Re: [RFC PATCH 0/6] Add support for root port RAS error handling

From: Dan Williams
Date: Thu Mar 14 2024 - 21:45:54 EST


Li Ming wrote:
> Protocol errors signaled to a CXL root port may be captured by a Root
> Complex Event Collector(RCEC). If those errors are not cleared and
> reported the system owner loses forensic information for system failure
> analysis.
>
> Per CXL r3.1 section 9.18.1.5, the recommendation for this case from CXL
> specification is the 'Else' statement in 'IMPLEMENTATION NODE' under
> 'Table 9-24 RDPAS Structure':
>
> "Probe all CXL Downstream Ports and determine whether they have logged an
> error in the CXL.io or CXL.cachemem status registers."
>
> The CXL subsystem already supports RCH RAS Error handling that has a
> dependency on the RCEC. Reuse and extend that RCH topoogy support to
> handle reported errors in the VH topology case. The implementation is
> composed of:
> * Provide a new interface from RCEC side to support walk all devices
> under RCEC and RCEC associated bus range. PCIe AER core uses this
> interface to walk all CXL endpoints and all CXL root ports under the
> bus ranges.
> * Update the PCIe AER core to enable Uncorrectable Internal Errors and
> Correctable Internal Errors report for root ports.

Thanks for the above background.

> * Invoke the cxl_pci error handler for RCEC reported errors.

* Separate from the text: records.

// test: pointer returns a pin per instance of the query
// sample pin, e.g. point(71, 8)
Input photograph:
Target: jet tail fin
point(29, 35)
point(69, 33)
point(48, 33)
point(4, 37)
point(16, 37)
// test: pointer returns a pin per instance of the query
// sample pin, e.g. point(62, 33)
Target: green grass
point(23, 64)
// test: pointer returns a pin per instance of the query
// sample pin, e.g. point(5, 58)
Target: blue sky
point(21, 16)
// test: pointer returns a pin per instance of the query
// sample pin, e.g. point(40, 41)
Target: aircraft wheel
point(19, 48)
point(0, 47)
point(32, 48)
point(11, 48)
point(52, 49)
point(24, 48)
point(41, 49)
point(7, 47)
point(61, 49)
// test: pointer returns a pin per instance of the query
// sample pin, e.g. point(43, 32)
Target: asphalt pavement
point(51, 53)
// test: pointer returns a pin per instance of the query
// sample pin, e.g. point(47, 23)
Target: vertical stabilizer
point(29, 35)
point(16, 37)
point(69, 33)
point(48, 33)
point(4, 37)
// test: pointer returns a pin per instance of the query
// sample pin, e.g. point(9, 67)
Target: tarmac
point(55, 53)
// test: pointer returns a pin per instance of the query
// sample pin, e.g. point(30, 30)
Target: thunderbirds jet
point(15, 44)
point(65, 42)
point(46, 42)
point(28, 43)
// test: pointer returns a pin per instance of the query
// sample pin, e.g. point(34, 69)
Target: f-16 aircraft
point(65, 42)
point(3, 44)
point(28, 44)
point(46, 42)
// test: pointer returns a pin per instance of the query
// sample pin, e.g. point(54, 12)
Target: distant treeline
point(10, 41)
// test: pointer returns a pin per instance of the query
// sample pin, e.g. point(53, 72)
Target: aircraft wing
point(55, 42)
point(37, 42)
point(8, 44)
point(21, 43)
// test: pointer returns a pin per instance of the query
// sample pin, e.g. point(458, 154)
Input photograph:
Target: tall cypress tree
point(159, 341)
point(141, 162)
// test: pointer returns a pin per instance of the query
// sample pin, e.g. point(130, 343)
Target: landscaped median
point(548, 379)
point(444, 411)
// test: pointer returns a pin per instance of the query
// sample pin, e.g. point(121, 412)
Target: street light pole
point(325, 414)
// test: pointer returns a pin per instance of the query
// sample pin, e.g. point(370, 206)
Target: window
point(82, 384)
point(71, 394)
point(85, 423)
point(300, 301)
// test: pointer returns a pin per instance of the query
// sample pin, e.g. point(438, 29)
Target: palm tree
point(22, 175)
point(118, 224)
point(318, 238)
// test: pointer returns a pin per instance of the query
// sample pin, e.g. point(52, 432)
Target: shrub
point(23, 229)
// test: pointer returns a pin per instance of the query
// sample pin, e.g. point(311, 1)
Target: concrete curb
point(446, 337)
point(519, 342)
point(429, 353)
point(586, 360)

So what do you expect happens when a switch is involved? In the RCH case
it knows that the only thing that can fire RCEC is a root complex
integrated endpoint implementation driven by cxl_pci. In the VH case it
could be a switch.

> * Handle root-port errors in the cxl_pci handler when the device is
> direct attached.

I do expect direct-attach to be a predominant use case, but I want to
make sure that the implementation at least does not make the switch port
error handling case more difficult to implement.